Appello contro l’alternanza scuola lavoro, contro gli omicidi in alternanza e contro la repressione
Appello delle madri contro l’alternanza scuola lavoroAppello delle Madri contro la repressione – contro l’operazione lince, esprimono dolore e collera alla notizia della morte degli studenti Lorenzo Parelli, di 18 anni, ucciso durante l’alternanza scuola lavoro in un’impresa metalmeccanica in provincia di Udine e Giuseppe Lenoci ucciso durante l’alternanza scuola lavoro a Serra de’ Conti in provincia di Ancona.
Abbiamo visto varie piazze d’Italia percorse da studenti che gridavano la loro sofferenza e rabbia per lo stesso motivo: la morte di un compagno, la denuncia dell’alternanza scuola lavoro, che porta gli studenti alle stesse conseguenze tragiche subite dai lavoratori per la mancanza di sicurezza nei luoghi di lavoro, la richiesta che la politica adotti dei cambiamenti significativi rispetto a tale quadro.
Ma constatiamo che la reazione del governo è stata reiteratamente l’uso del manganello, della violenza e della repressione; la negazione del dialogo e dell’assunzione di responsabilità davanti a fatti di tanta gravità. Usare i manganelli delle forze dell’ordine, come è accaduto a Roma, Milano,Torino, Napoli dove gli studenti sono stati pestati a sangue è ormai l’unica risposta di governo e istituzioni davanti alla protesta legittima dei nostri giovani, accompagnata troppo spesso da denunce e processi degni di un paese incivile e di un potere autoritario e violento.
Alle condizioni di disagio, di impoverimento, di sfruttamento, alla mancanza di prospettive e di lavoro, alla tragica condizione esistenziale di isolamento e colpevolizzazione creata con la pandemia, partiti e sindacati padronali ormai decomposti e governo, da noi ritenuto illegittimo basato sull’alleanza fra forze militari e finanziarie, oppone la brutalità del suo braccio armato e giudiziario.
Al diritto di espressione e contestazione lo stato contrappone l’uso della forza, alla richiesta di motivazioni si oppongono risposte elusive come quella della ministra Lamorgese.
Ricordiamo che l’alternanza scuola lavoro, riproposta in forma edulcorata come PCTO dal primo governo Conte, comporta un carico di ore, particolarmente gravoso negli istituti tecnici e ancor peggio nei professionali, da svolgere per lo più in aziende private a titolo di “formazione”, e che comporta la prestazione di lavoro a titolo completamente gratuito senza neanche rimborsi spesa.
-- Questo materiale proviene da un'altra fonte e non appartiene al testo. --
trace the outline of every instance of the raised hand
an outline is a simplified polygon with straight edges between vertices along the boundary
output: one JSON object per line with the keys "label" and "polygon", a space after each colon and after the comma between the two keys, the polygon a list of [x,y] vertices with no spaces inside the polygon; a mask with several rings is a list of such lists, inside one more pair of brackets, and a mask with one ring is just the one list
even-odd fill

Gli studenti delle scuole pubbliche hanno l’obbligo di svolgere le ore di alternanza (obbligo non richiesto agli studenti delle scuole private) per potersi presentare all’esame di stato.
Ricordiamo che, a partire da anni recenti, quelli di Lorenzo e di Giuseppe non siano certo i primi incidenti nel contesto di alternanza scuola lavoro: un muletto schiaccia la gamba di un ragazzo a La Spezia, una gru precipita causando la morte di un operaio e fratture multiple a uno studente a Faenza; una fresa amputa la mano di uno studente, Udine, a Prato un trapano trancia la falange di un dito a un ragazzo, a Brescia un furgone urta un camion dove si trova un ragazzo che cade da un’altezza di cinque metri riuscendo a salvarsi malgrado le ferite riportate.
L’elenco potrebbe continuare, ma la politica governativa sembra non volerne prendere atto. Spetta quindi a chi la scuola la vive denunciare con la massima energia uno stato di cose intollerabile, e questo diritto di parola e denuncia va assolutamente rispettato, non schiacciato in tenuta antisommossa.
Ribadiamo inoltre che la scuola non può legittimare sfruttamento e insicurezza anziché trasmettere consapevolezza di diritti.
Come Madri contro la repressione ci uniamo agli studenti per chiedere rispetto del diritto all’istruzione scippato dall’alternanza scuola lavoro / PCTO secondo la fame di lavoro non pagato e non sicuro che viene dal mondo neoliberista dell’impresa privata, e intendiamo partecipare alle mobilitazioni che certamente seguiranno.
Urliamo a gran voce: BASTA REPRESSIONE BASTA OMICIDI IN ALTERNANZA SCUOLA LAVORO
Rivendichiamo le lotte dei nostri figli e le facciamo nostre.